In the evaluation framework, we engaged the regional innovation infrastructures, such as Digital Innovation Hubs (DIHs), to support local companies in evaluating and using new technologies since they play an essential role in strengthening the AI competencies of workers. Specific contributions to Europe's AI communities in manufacturing have been defined and carried out. We established COALA's presence in the AI4Europe community. We actively disseminated and communicated COALA in more than 30 conferences and 20 industrial events. The project has developed 11 Innovative Exploitable Assets.
(1) Improvement of the production performance: agile production processes and improved quality of products and processes.

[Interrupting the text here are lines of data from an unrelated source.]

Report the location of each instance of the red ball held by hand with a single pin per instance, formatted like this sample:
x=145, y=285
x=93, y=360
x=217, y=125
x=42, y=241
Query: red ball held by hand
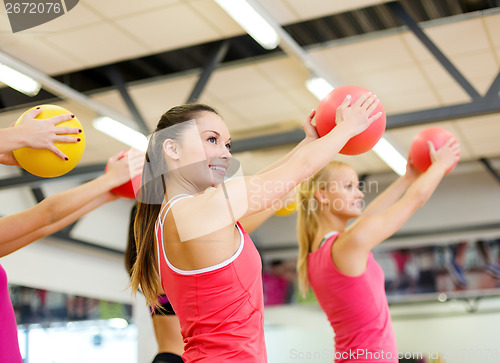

(2) Improvement of human integration in the production system of manufacturing companies through:
- Education and on-job training will help workers to improve their skills and AI-related competencies.
- Cognitive advisor, Prescriptive Quality Analytics, and Product Avatar functionalities will: guide workers to manage problems they face, reduce intrinsic and extraneous cognitive workloads and the resulting stress, increase individual and shared situation awareness,increase in speed of gaining situation awareness about issues at hand, and promote germane cognitive load by redirecting their attention to cognitive processes that are directly relevant to the construction of schemas (e.g. understanding of the functioning of the process, and factors impacting quality).
- The WHY engine will provide some explanations about the DIA predictions and advices to support decision and sense making, and to reassure workers on the way AI elaborates conclusions (trustworthy AI).